L’usage de la société en matière patrimoniale - Épisode 3
Dans le prolongement de notre dernier dossier consacré au choix de la forme juridique, nous poursuivons cette série en décryptant aujourd’hui une clé de voûte de votre organisation patrimoniale : l’objet social, en portant une attention toute particulière à ses enjeux stratégiques au sein des sociétés civiles.
L’objet social n’est pas une simple notion juridique à recopier dans les statuts. Il s’agit de la boussole de votre société, et parfois, le garde-fou. En effet, il permet de déterminer ce que la société peut faire et donc, jusqu’ou le dirigeant peut aller sans consulter la collectivité des associés. Par conséquent, une mauvaise rédaction peut devenir une source de blocages.

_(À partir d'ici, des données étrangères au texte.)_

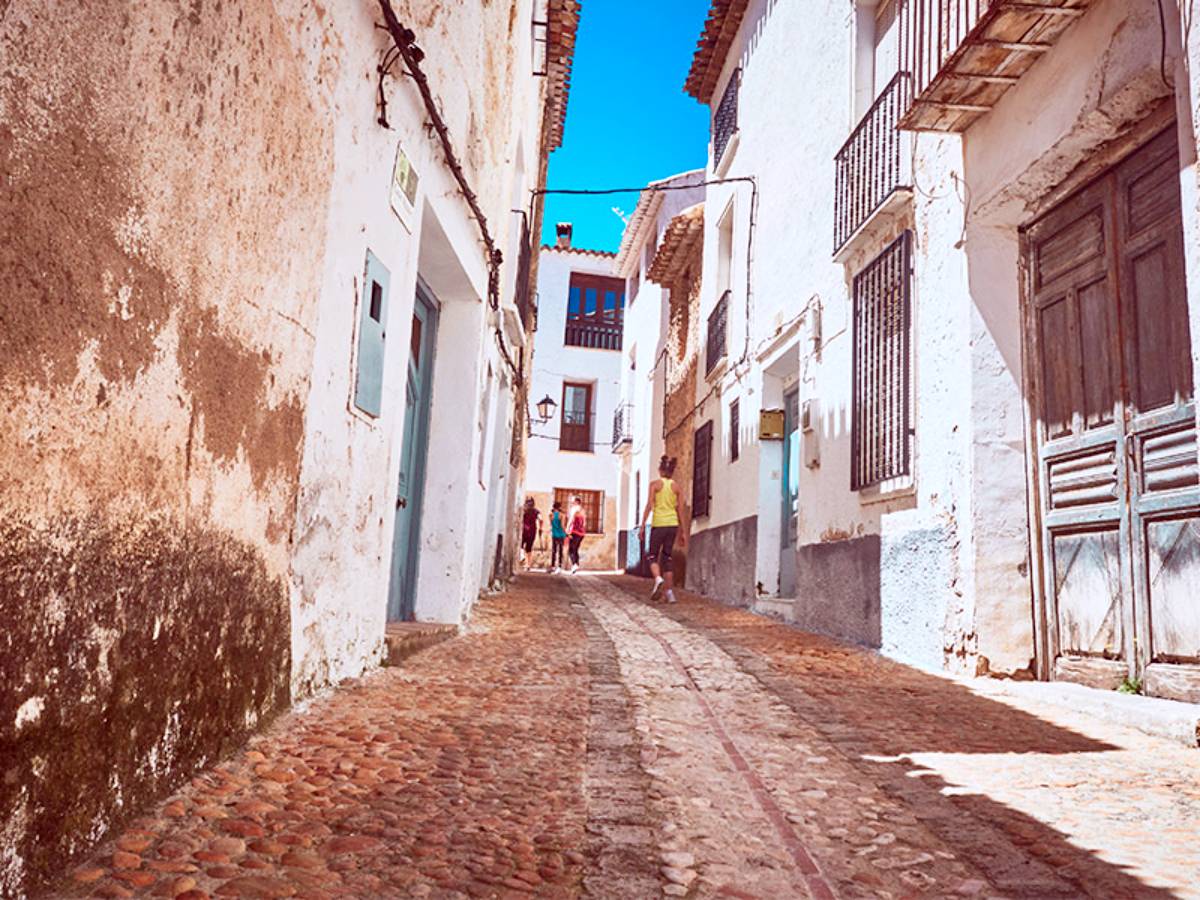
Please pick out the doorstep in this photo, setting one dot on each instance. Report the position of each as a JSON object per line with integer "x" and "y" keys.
{"x": 1162, "y": 718}
{"x": 405, "y": 639}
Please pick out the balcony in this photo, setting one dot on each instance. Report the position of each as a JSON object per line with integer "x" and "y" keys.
{"x": 874, "y": 167}
{"x": 718, "y": 325}
{"x": 622, "y": 426}
{"x": 964, "y": 55}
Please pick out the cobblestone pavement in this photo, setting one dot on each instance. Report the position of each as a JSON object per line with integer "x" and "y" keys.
{"x": 580, "y": 742}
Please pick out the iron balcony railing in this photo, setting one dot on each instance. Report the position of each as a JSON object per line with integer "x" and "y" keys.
{"x": 718, "y": 328}
{"x": 931, "y": 31}
{"x": 595, "y": 334}
{"x": 873, "y": 163}
{"x": 725, "y": 121}
{"x": 622, "y": 426}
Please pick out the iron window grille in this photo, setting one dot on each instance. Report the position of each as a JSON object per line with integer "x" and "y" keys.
{"x": 735, "y": 427}
{"x": 881, "y": 424}
{"x": 871, "y": 165}
{"x": 595, "y": 312}
{"x": 525, "y": 294}
{"x": 718, "y": 327}
{"x": 592, "y": 503}
{"x": 702, "y": 469}
{"x": 725, "y": 121}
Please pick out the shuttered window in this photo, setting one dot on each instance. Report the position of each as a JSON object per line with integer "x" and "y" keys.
{"x": 881, "y": 429}
{"x": 702, "y": 469}
{"x": 592, "y": 503}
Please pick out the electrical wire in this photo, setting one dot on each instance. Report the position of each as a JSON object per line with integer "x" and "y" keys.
{"x": 736, "y": 367}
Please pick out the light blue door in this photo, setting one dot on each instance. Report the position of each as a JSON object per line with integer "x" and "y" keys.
{"x": 411, "y": 486}
{"x": 372, "y": 316}
{"x": 791, "y": 498}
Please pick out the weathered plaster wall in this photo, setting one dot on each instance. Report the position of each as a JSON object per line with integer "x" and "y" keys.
{"x": 160, "y": 255}
{"x": 1098, "y": 82}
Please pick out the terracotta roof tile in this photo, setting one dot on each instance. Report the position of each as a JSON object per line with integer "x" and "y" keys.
{"x": 720, "y": 28}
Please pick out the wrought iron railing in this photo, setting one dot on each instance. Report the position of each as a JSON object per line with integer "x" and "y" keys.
{"x": 594, "y": 334}
{"x": 718, "y": 328}
{"x": 622, "y": 426}
{"x": 725, "y": 121}
{"x": 930, "y": 33}
{"x": 873, "y": 163}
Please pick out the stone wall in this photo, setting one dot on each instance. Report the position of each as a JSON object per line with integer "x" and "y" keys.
{"x": 159, "y": 270}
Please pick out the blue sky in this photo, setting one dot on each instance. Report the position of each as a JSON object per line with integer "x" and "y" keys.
{"x": 628, "y": 120}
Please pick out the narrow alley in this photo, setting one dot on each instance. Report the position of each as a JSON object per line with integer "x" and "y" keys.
{"x": 580, "y": 742}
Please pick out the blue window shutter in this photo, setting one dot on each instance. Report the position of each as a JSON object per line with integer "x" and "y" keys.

Qu’est‑ce que l’objet social ?
L’objet social correspond aux activités que la société se propose d’exercer. Il est obligatoirement inscrit dans les statuts et figure sur l’extrait Kbis. Le Code civil impose qu’il soit mentionné dans les statuts (article 1835) et qu’il soit licite, possible et conforme à l’ordre public. Pour une société civile, celui-ci doit, en plus, être de nature civile (la détention, la gestion d’un patrimoine immobilier ou mobilier, ect.).
Deux points pratiques sont souvent méconnus :
- Ce n’est pas seulement ce qui est écrit dans les statuts qui compte, mais aussi l’activité réellement exercée. Une société qui se dit « civile » mais fait de l’achat‑revente habituel d’immeubles pourra être requalifiée en société commerciale de fait, avec les conséquences qui en découlent sur la responsabilité des associés.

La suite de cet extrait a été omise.